Azzura tersenyum kecil kemudian menarik nafas dalam. Aaaah ini tulisan yang konyol meski mampu membangkitkan jiwa asmara di dalam d**a dan kenangan yang pernah ada. Yeah kisah itu memang telah berlalu. Walau setiap kenangannya seolah msih tak lepas dari kepala. Lalu terlintas pula senyuman seorang lelaki yang masih dapat ia ingat dengan jelas. Wajah tengilnya, keringatnya, senyuman nakalnya, dan baju yang tak akan pernah masuk ke dalam celana sekalipun meneriakinya. Hal-hal itu terkadang masih membuat Zura tersenyum. Bukan berarti ia belum melupakan. Justru kehadiran lelaki itu membuatnya tak ingin lupa. Karena kenangan akan selalu ada ke mana pun ia pergi. Dan kenangan juga bukan untuk dilupakan. Lantas untuk dikenang seterusnya? Tidak. Justru itu seperti pengibgat kalau ia pernah begitu bahagianya bersama dengan seorang laki-laki. Ya lan?
Cinta pada anak SMA itu benar-benar ada baginya. Bukan sekedar kisah cinta monyet biasa. Namun kini hanya menjadi kenangan yang pernah ada. Yang mungkin tak akan bisa terulang lagi.

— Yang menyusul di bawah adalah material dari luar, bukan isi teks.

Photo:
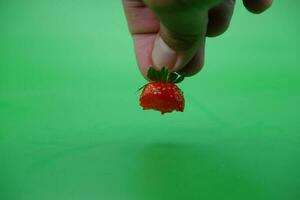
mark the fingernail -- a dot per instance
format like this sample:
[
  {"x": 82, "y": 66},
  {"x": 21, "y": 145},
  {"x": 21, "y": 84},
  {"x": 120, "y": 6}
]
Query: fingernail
[{"x": 163, "y": 55}]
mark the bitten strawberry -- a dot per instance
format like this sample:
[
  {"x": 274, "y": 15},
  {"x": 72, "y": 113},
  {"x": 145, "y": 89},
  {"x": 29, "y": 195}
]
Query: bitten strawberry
[{"x": 161, "y": 93}]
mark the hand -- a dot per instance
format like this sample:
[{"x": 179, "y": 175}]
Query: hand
[{"x": 172, "y": 33}]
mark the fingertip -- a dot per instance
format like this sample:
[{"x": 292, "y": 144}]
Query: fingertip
[{"x": 257, "y": 6}]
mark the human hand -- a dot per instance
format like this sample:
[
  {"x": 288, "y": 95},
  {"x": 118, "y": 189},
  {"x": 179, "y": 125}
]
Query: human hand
[{"x": 172, "y": 33}]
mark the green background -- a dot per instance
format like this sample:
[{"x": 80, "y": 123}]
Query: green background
[{"x": 71, "y": 127}]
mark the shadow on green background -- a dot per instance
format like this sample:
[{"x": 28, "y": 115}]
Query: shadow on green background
[{"x": 71, "y": 127}]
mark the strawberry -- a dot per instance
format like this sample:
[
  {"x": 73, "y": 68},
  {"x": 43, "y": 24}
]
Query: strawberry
[{"x": 161, "y": 93}]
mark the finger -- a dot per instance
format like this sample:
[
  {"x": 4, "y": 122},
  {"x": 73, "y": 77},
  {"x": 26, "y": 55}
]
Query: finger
[
  {"x": 144, "y": 27},
  {"x": 140, "y": 19},
  {"x": 257, "y": 6},
  {"x": 219, "y": 18},
  {"x": 182, "y": 32}
]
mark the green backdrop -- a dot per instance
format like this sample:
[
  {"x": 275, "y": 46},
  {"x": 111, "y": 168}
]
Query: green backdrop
[{"x": 71, "y": 127}]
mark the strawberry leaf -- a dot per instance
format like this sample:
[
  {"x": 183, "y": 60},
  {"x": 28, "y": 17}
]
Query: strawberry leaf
[
  {"x": 179, "y": 79},
  {"x": 172, "y": 77},
  {"x": 152, "y": 74}
]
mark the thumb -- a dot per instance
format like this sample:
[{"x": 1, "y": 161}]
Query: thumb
[{"x": 181, "y": 35}]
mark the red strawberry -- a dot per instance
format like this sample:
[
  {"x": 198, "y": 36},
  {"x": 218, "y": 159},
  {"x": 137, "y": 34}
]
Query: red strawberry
[{"x": 161, "y": 93}]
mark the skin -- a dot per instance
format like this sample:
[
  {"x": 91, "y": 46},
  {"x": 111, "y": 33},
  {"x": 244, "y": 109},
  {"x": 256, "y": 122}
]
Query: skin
[{"x": 172, "y": 33}]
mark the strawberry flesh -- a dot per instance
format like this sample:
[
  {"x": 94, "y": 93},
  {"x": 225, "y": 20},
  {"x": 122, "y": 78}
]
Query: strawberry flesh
[{"x": 162, "y": 96}]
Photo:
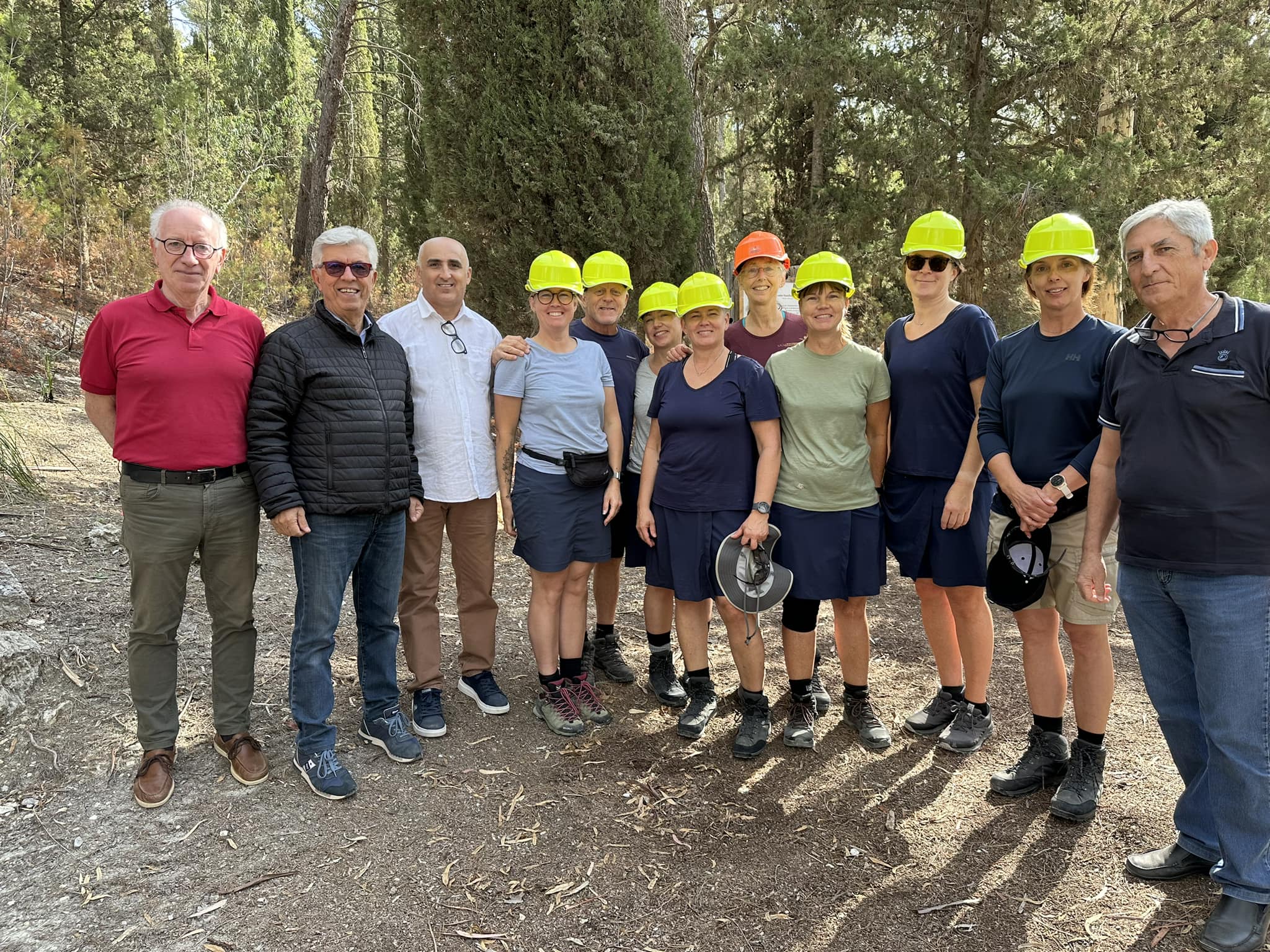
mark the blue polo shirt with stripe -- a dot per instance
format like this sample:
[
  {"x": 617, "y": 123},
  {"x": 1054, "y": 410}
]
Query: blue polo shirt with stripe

Lantas bagaimana asmara Azzura kini? Apakah masih sama atau kah sudah terganti dengan seseorang yang baru? Karena Azzura sudah lama tak mengingat kisah itu. Kisah yang pernah terjadi di antaranya dan Nathan dua belas tahun lalu. Sudah lama sekali bukan? Ya. Dan sudah lama pula Azzura menutup kenangan itu dengan semangat hidup baru.
Haaaah. Sudah sangat lama berlalu. Biarlah bagian manisnya tetap hidup dan ia bisa meneruskan hidupnya.